Enter: The bullet journal.
Wait, hear me out. I’ve also looked at bullet journal blogs and thought What is this chaos? or This seems like a giant time suck. But that is the beauty of a bullet journal: You can make it exactly what you need it to be.
To have a journal that functions for you, there are a few questions to answer:
1. What is the purpose of your bullet journal for you? What do you want it to do?
Some authors, like Kate Messner, use one journal to manage all aspects of their life. If that sounds ideal to you, I encourage you to read Kate’s blog regarding bullet journaling here.
However, I needed something dedicated to writing and writing-related business ONLY. The rest of my life, my children’s schedules and dentist appointments still went in a daily planner. What I needed was a home for all things writing.
2. How decorative do you want it to be?
I like pretty. I buy planners, folders and notebooks based entirely on looks. I want beautiful covers AND decorative pages inside. Very early on in my research I realized that, if left unchecked, the bullet journal, instead of the writing, would become the project. I could easily spend all my time making it pretty, with swirly calligraphy and coloring pages. But that was not the purpose. The journal was to be my tool. I settled on a simple, functional format, with a little pretty on each page. I do not spend more than an afternoon a month to prep the next month’s tracking pages. (I would not recommend setting up your entire journal at the beginning of the year. As you and your journal grow together and get used to one another, you are going to want the freedom to tweak the format.)
Also consider size here. I wanted room to spread out and use sticky notes and notecards, so my journal is 7X10 inches.
3. What do you need in your journal to move you towards reaching your goals?
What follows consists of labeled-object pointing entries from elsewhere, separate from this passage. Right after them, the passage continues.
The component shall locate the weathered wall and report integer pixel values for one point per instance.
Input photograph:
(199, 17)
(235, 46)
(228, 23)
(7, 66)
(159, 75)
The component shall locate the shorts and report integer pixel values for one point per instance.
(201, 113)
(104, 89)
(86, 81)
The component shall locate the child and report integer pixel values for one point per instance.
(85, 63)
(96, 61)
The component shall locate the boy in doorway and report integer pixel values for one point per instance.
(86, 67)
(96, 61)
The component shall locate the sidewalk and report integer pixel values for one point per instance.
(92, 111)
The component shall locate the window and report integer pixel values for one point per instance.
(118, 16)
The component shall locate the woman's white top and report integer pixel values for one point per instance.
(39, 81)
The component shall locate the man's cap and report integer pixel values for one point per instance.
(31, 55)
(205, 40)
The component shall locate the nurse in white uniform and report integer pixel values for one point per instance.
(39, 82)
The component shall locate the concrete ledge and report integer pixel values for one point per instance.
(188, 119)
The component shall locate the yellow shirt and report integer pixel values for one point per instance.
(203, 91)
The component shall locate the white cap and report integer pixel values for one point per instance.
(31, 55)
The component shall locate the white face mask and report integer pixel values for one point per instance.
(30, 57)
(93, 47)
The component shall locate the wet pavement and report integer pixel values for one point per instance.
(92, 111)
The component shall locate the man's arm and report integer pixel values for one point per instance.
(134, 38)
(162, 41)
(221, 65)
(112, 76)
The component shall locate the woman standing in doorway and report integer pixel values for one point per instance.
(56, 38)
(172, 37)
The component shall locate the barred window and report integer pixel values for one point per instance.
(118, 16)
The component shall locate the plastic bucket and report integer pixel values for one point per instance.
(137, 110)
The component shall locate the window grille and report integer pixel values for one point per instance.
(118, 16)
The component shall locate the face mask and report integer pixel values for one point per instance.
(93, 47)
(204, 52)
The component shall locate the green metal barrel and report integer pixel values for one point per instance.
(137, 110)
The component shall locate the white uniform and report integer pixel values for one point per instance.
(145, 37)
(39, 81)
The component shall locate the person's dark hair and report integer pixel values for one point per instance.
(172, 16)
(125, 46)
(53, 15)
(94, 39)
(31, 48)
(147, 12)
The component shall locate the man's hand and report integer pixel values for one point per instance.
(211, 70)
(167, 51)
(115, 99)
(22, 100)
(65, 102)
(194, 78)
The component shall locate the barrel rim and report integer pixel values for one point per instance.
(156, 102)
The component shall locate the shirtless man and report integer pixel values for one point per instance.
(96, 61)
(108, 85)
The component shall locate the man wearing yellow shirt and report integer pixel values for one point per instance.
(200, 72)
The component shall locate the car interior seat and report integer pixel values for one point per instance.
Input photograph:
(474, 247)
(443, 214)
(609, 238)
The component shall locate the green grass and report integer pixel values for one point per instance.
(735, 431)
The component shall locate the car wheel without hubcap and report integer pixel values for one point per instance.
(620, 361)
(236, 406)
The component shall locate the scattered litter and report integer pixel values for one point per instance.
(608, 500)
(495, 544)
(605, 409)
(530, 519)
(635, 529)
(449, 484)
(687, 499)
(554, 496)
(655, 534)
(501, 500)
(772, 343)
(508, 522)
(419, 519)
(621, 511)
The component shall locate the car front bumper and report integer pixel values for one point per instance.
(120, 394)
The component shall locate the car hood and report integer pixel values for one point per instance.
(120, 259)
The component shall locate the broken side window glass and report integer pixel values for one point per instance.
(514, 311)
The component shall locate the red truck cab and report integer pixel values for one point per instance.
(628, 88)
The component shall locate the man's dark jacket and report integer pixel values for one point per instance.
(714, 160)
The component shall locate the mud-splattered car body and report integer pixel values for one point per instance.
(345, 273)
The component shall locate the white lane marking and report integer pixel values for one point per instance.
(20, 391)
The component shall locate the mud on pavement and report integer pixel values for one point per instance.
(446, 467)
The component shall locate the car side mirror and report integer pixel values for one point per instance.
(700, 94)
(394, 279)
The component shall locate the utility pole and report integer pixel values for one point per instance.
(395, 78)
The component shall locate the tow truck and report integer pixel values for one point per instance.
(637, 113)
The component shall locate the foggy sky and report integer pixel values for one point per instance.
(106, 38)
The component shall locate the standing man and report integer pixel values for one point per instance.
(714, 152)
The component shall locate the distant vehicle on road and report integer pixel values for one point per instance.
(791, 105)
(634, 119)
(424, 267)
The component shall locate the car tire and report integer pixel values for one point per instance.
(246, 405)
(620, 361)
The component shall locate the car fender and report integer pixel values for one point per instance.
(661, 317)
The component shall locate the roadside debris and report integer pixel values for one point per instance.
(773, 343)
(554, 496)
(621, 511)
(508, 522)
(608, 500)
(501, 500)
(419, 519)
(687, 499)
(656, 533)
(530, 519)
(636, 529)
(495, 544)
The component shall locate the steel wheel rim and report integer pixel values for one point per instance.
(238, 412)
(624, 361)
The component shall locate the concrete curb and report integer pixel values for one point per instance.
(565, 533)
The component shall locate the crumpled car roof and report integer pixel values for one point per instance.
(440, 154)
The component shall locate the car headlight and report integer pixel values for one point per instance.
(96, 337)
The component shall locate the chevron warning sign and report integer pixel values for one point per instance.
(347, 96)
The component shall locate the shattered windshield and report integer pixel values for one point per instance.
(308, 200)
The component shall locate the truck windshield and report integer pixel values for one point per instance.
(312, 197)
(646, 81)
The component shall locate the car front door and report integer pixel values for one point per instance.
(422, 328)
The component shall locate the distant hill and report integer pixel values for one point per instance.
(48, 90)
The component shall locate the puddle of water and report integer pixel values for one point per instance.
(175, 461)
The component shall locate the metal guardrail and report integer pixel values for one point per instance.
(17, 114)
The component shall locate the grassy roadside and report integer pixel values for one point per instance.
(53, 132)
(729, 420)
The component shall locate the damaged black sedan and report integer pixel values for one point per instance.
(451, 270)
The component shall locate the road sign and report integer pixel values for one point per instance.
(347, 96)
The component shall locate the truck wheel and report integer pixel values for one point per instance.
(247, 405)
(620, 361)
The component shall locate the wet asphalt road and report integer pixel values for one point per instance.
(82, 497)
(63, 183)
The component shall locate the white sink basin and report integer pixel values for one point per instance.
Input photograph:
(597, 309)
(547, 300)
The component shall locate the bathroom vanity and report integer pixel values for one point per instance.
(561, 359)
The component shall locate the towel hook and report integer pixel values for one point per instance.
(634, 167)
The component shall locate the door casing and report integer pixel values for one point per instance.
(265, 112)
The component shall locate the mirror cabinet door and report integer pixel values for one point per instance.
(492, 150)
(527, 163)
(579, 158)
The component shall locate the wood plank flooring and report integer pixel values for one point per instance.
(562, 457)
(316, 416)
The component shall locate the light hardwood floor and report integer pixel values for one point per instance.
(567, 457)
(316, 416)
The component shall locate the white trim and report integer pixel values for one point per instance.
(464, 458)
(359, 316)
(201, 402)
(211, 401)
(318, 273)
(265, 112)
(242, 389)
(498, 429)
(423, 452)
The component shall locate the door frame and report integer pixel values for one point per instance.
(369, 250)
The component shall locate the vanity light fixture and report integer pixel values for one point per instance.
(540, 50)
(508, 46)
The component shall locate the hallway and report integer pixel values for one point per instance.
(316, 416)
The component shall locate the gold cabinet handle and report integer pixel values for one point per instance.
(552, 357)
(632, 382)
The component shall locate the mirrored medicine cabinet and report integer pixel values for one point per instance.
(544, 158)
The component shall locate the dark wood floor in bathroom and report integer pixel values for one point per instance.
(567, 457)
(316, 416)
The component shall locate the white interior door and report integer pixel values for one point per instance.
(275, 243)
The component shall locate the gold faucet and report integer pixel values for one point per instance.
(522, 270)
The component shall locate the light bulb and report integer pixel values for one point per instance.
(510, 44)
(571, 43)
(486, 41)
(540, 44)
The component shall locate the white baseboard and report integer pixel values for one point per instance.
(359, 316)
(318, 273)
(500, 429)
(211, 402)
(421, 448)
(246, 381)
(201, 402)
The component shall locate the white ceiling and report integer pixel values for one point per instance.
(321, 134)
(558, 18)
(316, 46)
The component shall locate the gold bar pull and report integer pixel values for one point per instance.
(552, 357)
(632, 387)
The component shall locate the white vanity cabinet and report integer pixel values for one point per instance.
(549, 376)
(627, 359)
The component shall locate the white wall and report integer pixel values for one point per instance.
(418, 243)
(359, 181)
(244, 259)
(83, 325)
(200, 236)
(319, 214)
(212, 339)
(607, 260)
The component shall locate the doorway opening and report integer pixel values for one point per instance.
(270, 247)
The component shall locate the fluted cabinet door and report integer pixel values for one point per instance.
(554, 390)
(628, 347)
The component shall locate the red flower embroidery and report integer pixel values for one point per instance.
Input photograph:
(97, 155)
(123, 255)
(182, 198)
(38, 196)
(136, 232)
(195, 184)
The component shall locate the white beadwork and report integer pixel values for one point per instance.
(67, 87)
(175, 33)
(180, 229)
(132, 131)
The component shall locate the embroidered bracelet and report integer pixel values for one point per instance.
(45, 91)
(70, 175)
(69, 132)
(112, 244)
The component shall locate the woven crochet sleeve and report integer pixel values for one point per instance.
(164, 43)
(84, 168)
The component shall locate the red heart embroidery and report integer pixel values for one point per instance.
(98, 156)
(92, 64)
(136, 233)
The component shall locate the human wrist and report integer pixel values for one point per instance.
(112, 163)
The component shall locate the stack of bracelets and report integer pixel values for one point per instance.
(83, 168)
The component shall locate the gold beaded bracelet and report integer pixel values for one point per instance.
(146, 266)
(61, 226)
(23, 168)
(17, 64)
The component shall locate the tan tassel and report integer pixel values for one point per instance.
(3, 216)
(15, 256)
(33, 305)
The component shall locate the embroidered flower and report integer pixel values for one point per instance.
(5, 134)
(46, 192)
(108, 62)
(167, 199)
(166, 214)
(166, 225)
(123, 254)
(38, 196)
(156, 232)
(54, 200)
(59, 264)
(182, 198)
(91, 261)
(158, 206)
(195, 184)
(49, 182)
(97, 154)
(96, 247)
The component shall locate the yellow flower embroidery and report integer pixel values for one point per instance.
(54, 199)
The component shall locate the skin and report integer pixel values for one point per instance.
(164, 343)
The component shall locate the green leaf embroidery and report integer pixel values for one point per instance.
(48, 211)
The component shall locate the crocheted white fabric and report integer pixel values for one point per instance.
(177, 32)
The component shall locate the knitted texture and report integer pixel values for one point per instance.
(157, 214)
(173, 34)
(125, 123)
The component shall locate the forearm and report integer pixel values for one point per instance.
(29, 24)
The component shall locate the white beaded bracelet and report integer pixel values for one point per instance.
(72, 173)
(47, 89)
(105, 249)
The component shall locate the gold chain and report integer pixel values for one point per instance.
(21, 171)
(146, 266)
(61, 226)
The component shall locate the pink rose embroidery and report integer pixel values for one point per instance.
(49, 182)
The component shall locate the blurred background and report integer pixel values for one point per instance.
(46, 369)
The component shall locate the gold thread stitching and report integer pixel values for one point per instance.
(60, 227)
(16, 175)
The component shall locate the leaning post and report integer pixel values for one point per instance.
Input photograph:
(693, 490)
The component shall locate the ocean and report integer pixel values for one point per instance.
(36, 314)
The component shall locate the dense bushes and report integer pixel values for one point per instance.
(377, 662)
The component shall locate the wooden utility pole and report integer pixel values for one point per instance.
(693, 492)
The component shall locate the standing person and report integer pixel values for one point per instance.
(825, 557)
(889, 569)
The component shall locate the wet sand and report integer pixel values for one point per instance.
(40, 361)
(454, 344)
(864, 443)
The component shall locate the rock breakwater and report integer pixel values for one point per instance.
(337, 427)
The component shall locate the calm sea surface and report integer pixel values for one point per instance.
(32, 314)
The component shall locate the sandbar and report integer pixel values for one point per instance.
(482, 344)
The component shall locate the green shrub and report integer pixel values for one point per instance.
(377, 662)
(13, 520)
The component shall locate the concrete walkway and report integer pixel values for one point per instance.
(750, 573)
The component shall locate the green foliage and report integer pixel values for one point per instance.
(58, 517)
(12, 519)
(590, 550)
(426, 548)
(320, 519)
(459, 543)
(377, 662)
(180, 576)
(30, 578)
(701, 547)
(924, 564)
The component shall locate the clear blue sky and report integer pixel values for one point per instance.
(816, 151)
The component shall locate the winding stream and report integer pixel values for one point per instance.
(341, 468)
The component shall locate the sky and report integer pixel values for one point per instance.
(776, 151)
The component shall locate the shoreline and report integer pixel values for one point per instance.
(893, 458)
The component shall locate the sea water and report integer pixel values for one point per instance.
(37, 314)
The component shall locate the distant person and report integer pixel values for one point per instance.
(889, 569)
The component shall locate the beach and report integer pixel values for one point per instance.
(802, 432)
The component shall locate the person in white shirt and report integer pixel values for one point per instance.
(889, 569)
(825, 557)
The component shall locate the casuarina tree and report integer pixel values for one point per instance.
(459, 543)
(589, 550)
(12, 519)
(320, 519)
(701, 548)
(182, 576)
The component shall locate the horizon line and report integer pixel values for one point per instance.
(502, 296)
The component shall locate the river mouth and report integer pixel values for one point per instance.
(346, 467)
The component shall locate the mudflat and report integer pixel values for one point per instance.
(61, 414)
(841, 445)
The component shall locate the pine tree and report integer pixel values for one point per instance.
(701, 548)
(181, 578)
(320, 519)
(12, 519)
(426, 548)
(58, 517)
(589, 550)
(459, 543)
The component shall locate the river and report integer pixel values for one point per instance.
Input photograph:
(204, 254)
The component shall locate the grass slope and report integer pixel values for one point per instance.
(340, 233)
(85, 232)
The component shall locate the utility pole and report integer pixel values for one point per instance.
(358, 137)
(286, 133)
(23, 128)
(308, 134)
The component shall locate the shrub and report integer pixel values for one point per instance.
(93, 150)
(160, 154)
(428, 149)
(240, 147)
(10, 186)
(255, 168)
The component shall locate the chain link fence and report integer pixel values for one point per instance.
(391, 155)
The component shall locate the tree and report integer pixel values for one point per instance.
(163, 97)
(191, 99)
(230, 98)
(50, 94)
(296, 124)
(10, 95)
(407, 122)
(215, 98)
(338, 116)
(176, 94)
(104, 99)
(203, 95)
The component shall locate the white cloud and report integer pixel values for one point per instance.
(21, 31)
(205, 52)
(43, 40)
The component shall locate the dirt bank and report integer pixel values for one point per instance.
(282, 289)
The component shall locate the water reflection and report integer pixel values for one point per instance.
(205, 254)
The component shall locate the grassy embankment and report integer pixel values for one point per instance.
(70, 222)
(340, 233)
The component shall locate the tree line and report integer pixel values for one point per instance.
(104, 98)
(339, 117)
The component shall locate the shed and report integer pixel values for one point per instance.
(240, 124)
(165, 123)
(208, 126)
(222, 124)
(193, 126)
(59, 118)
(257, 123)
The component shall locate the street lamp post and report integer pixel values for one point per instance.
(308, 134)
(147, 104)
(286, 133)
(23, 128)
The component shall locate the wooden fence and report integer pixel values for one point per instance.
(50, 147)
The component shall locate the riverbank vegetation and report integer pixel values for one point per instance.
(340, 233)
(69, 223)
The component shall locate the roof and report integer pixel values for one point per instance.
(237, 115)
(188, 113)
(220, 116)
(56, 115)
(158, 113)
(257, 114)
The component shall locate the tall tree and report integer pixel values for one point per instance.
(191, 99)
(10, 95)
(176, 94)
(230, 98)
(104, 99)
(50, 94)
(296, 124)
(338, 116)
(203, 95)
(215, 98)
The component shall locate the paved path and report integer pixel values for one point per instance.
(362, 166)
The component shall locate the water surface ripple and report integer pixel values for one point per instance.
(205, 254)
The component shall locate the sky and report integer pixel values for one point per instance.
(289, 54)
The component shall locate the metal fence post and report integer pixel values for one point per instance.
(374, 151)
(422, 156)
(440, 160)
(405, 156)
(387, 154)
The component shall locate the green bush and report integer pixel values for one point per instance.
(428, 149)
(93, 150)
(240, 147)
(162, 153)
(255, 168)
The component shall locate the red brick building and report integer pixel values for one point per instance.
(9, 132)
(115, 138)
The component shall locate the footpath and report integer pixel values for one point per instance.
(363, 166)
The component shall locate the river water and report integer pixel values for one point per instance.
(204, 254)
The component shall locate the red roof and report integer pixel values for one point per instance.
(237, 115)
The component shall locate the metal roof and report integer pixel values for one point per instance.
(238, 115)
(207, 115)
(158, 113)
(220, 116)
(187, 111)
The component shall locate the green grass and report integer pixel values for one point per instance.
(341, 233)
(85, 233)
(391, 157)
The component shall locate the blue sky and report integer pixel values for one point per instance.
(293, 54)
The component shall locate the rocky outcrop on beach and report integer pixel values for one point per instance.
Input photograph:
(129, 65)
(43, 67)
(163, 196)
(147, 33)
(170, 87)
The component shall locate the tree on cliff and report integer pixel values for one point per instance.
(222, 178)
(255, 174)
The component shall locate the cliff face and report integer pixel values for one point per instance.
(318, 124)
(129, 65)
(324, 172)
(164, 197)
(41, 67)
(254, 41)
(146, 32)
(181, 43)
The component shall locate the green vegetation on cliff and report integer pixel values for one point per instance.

I took some time over my Christmas break last year to research other writers’ bullet journals and noted which components would be helpful to me. Inspired by M.M Chouinard, I jotted down what I wanted to track in my journal.
Here is where I landed:
I like to tally reading with my monthly goals. Some writers have separate book logs in their bullet journals, while others like to use a coloring sheet glued into the journal.